Photograph of a Tangerine

For a moment, the tangerine was a metaphor in his hand, but by the time he began peeling it, the thought had left him voided of any sense of the internal world’s expressive meaning associated with the fruit.

The wrinkles in his forehead had intensified their ridges. Mere seconds had passed. Whatever it was, it had been powerful.

The investigation sat crisply in the foreground, in shallow focus while the slices of tangerine disappeared into the bokeh of his mouth. When he gave up, he had gained nothing but the citric stickiness on his hand and the faint aftertaste of what he’d just consumed on his tastebuds.

The healthy treat seemed to have vanished. An existential waste. He stomped to the kitchen sink to wash his hands, and he vowed never to eat another tangerine until he could remember the metaphor.

50 years later, on his hover-death-bed, he said, “Eureka: I have it!”

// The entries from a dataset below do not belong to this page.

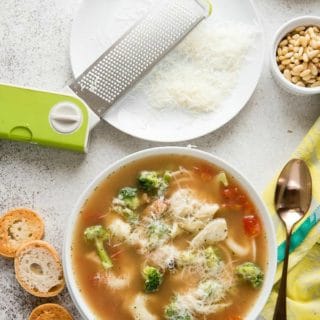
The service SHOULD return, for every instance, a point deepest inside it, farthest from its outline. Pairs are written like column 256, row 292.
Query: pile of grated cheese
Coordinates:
column 202, row 70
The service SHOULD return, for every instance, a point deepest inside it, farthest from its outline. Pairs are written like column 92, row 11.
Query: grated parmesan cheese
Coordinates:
column 199, row 74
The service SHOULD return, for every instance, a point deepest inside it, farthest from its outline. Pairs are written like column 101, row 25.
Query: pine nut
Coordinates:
column 298, row 56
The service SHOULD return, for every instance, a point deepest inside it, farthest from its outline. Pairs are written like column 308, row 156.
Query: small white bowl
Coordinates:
column 280, row 34
column 71, row 282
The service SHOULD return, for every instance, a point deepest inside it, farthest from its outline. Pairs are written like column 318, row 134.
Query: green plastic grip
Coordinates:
column 25, row 116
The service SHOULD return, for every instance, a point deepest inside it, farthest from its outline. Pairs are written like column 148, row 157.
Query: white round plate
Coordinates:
column 100, row 22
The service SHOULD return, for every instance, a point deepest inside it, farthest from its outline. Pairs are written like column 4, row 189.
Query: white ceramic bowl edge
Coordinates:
column 271, row 239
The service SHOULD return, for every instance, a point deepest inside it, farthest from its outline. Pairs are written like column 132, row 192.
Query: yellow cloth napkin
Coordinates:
column 303, row 291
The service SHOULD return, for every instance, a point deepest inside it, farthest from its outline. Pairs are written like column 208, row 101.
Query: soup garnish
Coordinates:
column 180, row 243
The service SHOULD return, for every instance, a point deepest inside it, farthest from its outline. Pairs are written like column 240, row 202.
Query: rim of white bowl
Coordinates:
column 280, row 33
column 72, row 286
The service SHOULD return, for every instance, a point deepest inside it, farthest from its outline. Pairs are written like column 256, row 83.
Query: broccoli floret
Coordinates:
column 130, row 197
column 152, row 279
column 153, row 183
column 174, row 311
column 250, row 272
column 186, row 258
column 126, row 204
column 98, row 235
column 149, row 181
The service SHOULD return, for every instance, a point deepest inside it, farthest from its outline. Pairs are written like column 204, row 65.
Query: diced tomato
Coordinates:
column 206, row 173
column 251, row 225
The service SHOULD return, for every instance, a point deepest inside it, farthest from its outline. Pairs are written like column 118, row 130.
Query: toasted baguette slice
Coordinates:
column 50, row 311
column 38, row 269
column 18, row 227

But he didn’t really have it. He just wanted to taste one last tangerine. So he did. It was great! But then he died, and his hover-children were like, “Gross. Dead dad.”

The eldest hover-son took a stereoscopic “3D” photo with his EyePhone contact lenses, squinted a retro filter on to it that made his father’s corpse look orange with a reddish haze, and then left-winked it onto Facebook below a frowny face caption. He double-blinked several times within the first minute, refreshing his timeline and relishing the anxiety that came with waiting to see the first red notification symbol, waiting for the second and the third, waiting to see just how many Likes of condolence it would earn.